“Un’altra donna” di Woody Allen

(USA, 1988)

In un’intervista fatta per la presentazione del bellissimo “Blue Jasmine” – film che sotto molti punti di vista è paragonabile a questo – Woody Allen ha dichiarato di sentirsi soprattutto “un autore di tragedie piuttosto che di commedie, anche se il mondo ormai lo ha etichettato così…”

Questa arguta provocazione del genio newyorkese ha in realtà radici profonde e ben piantate, visto che quando Allen scrive e dirige pellicole drammatiche lo sa fare magistralmente e come pochi altri cineasti.

In questo bello e amaro film assistiamo al bilancio drammatico e sentimentalmente tragico della cinquantenne Marion Post (una splendida Gena Rowlands) preside della Facoltà di Filosofia di una prestigiosa università americana.

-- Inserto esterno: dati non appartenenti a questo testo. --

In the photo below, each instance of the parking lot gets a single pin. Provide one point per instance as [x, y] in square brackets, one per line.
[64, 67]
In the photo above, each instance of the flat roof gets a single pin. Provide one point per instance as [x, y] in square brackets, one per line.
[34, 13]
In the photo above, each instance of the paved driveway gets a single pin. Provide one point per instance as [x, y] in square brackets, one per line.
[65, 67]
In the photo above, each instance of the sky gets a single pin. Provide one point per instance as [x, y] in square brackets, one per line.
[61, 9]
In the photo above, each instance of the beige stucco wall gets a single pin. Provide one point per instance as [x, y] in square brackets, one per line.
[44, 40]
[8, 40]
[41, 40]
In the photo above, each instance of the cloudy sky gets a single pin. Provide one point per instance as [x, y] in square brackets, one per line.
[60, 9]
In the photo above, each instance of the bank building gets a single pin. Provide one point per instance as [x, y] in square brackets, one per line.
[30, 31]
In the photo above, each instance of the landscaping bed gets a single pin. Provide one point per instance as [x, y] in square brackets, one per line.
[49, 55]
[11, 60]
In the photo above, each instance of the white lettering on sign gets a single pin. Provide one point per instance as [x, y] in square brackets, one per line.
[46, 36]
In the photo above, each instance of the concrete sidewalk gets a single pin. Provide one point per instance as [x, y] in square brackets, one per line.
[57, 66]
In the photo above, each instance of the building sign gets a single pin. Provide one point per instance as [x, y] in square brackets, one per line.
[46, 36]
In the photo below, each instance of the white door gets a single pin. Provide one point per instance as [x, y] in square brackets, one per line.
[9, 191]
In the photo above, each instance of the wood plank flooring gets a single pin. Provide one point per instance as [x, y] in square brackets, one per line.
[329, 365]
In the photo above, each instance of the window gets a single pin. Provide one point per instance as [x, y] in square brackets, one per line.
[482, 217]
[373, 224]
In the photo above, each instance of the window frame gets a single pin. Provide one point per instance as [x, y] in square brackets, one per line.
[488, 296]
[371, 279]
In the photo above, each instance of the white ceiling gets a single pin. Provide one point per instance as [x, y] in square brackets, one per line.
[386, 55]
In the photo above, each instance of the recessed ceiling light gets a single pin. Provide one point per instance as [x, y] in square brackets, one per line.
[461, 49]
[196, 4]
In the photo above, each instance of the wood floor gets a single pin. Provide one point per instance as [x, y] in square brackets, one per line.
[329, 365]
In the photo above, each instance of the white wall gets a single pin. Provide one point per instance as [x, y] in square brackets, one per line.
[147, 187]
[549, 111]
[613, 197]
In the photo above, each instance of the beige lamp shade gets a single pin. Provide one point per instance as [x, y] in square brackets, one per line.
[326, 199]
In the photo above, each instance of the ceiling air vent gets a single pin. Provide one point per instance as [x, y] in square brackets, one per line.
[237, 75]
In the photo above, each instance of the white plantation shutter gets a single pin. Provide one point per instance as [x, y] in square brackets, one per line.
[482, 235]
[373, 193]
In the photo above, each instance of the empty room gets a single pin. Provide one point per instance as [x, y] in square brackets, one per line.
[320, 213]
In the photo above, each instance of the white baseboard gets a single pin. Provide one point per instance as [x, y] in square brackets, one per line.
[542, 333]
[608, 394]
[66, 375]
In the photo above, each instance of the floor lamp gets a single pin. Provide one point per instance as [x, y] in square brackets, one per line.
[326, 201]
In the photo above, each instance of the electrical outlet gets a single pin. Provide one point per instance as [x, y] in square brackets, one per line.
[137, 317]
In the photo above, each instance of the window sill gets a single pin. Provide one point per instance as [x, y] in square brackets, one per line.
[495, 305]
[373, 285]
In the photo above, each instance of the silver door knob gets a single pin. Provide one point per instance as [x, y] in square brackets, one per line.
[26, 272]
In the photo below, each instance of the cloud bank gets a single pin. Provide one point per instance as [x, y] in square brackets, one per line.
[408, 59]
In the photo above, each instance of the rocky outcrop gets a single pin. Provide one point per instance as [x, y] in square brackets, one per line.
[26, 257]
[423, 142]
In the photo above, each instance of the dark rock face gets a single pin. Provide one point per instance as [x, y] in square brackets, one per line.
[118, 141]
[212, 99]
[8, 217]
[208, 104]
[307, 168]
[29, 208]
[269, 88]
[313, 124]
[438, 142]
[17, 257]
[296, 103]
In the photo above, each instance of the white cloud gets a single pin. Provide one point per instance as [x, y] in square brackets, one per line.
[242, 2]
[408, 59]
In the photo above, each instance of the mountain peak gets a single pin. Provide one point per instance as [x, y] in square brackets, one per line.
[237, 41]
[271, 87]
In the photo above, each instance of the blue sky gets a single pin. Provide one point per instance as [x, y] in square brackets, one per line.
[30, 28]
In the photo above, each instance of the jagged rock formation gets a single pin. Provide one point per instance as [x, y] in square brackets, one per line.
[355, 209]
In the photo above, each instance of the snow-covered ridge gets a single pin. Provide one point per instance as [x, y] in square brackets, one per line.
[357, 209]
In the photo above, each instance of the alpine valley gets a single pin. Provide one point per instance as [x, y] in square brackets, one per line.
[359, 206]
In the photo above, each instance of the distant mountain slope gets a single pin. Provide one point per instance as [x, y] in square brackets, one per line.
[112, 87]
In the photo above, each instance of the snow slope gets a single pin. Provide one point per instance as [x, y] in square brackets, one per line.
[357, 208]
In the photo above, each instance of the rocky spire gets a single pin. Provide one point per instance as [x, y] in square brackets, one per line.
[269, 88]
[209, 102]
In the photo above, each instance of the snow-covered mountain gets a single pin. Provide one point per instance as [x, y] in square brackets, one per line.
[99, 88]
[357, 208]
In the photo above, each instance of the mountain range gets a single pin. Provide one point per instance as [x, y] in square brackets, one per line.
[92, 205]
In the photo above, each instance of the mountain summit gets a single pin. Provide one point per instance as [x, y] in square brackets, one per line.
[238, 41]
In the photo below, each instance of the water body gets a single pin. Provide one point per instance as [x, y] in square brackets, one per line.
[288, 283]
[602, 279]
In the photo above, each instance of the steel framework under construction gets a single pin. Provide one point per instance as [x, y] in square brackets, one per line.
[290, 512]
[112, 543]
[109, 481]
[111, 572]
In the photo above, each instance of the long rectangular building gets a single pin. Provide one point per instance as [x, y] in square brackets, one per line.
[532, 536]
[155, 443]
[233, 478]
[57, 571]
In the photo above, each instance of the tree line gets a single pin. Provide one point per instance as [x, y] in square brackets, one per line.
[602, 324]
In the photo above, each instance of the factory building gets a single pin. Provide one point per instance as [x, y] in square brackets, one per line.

L’elemento scatenante l’alluvione dei ricordi che invaderà Marion è il casuale origliare alcune sedute di psicoanalisi che le capita di ascoltare nell’appartamento adiacente a quello che ha preso in affitto per scrivere il suo ultimo libro.

Le esperienze che la donna racconta al suo analista, e che lei spia, le richiameranno alla mente episodi cruciali della sua vita sentimentale nella quale lei ha sempre scelto la ragione e mai seguito il cuore.

Dopo “Interiors”, il più bergmaniano film di Allen che qui chiama a dirigere la fotografia Sven Nykvist, collaboratore di Bergman per ben venti film e più volte premio Oscar; questa bella pellicola conferma ancora oggi Woody Allen il più femminino dei cineasti americani, e non solo.